A 59-year-old Rooskey woman who drove the wrong way up the N4 Dromod-Rooskey bypass eventually colliding with two oncoming vehicles, was disqualified from driving for two years for dangerous driving.
Loretta Moran, Rooskey, Carrick-on-Shannon, Co Leitrim faced summonses for dangerous driving and not having a valid NCT on display at Clooncolry, Dromod on April 21, last year.
She offered a guilty plea to a lesser charge of careless driving but Inspector Denis Harrington refused to accept her plea.
In his evidence, Sgt Tony Byrne said he attended the scene of a road traffic accident near Dromod on the date in question arriving at around 8.50pm.
He found that a Peugeot car driven by the defendant, had driven the wrong way up the dual carriageway.
Nearby was a Citreon facing in its correct direction, parked on the grass verge. This vehicle had sustained minor damage.
A third vehicle, a VW Passat, containing a woman and her teenage son, was also nearby. This vehicle had sustained “a good bit of damage” to the driver's side.
He noted the defendant's car had sustained substantial damage in the impact with the other two vehicles and added these collisions occurred approximately 500m from the Dromod roundabout.
The road had to be closed in order to allow emergency services to attend the scene and to facilitate removal of the damaged vehicles.

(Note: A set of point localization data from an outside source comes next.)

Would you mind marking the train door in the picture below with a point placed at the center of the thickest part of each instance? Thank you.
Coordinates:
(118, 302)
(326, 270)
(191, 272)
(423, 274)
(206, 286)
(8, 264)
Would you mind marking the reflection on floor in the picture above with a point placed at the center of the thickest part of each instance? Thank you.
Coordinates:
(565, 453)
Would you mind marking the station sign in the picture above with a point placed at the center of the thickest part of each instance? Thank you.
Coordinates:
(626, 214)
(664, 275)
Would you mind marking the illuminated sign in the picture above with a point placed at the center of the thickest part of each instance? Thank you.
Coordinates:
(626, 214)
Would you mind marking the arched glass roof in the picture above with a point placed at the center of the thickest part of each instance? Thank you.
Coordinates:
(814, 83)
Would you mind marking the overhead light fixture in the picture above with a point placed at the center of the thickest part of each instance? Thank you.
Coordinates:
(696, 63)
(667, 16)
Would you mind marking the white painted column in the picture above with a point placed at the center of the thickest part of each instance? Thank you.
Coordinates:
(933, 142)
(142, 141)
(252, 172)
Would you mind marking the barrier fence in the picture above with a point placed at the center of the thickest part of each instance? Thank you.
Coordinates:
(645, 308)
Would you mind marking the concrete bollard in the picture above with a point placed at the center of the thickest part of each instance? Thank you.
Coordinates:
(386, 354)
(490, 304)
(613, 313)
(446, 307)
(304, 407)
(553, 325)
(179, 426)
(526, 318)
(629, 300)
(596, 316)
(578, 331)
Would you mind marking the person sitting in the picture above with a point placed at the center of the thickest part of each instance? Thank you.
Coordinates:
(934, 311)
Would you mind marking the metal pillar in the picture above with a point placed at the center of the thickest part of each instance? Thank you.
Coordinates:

“At the time I didn't see the driver of the Peugeot (Ms Moran),” admitted Sgt Byrne. “There were two ambulances at the scene and she was in one of them. She was taken to Sligo University Hospital.”
Ms Moran made contact with gardai the following day and produced all her insurance and licence documentation through her solicitor.
The defendant declined to make a statement at that time.
Ms Moran told the court that she had been driving home from her daughter's house, which lies between Dromod and Mohill, when she entered the Dromod roundabout on the N4 bypass heading across to Dromod village and on to Rooskey.
She said how, as she was driving through the roundabout a “black saloon came through from the Dublin direction at speed.
“It didn't take cognisance that I was already on the roundabout and I had to take evasive action,” she added.
“It was clear to me there was going to be an accident and I veered to the left.”
She said this brought her onto the wrong lane of the N4, heading into oncoming traffic.
However, Ms Moran said that she continued driving, hugging the centre barrier, driving slowly and with her lights on, as she looked for a place to turn.
Following the accident she had to be helped out of the car and was taken to hospital.
“I was insured and fully licenced. I have been driving since I was 21 and had nothing like this happen before,” she said, adding that she looked after her grandchildren and her licence was “essential.”
Ms Moran said she was familiar with the road from her daughter's home to her home in Rooskey but said she “didn't use the N4 motorway.”
“I didn't know what to do (when I ended up on the wrong side of the road),” she admitted, adding that she thought she could minimise risk by reducing her speed and hugging the centre barrier of the road.
Ms Moran's barrister, Mr Flynn, described the incident as “an unfortunate set of circumstances.”
“There was no element of speed in this case and there was nothing untoward with the vehicle,” he said.
“There is no evidence of erratic driving and no previous convictions prior to this.”
He said when she entered the wrong side of the road “there was no place for Ms Moran to pull in.”
“I am not trying to condone anyone's conduct in driving against traffic but it could have been a whole lot worse only for Ms Moran driving slowly,” he said.
Judge Kevin P Kilrane noted the defendant had given an explanation as to how she came to be driving on the incorrect side of the road.
“She claims a car came into the roundabout and didn't stop, forcing her to go left onto the wrong side of the carriageway.
“I can't follow the logic at all in this. I can't see how this could take place.”
He added there is good visibility for 100 yards in each direction on Ms Moran's approach to the roundabout and said it is “difficult to see how she didn't see this (black) car coming at such speed” well in advance of the roundabout.
Even when she ended up on the wrong side of the road, Judge Kilrane said he could not understand why Ms Moran continued to drive onwards when this clearly put her vehicle head-on against traffic approaching in the fast lane.
“It is the mercy of god that someone wasn't killed,” he said describing this case as “dangerous driving at its highest level.”
He then convicted her of dangerous driving and fined her €300. He also disqualified her from driving for two years. The charge of having no valid NCT on display was struck out.
Recognisances were fixed in the event of an appeal.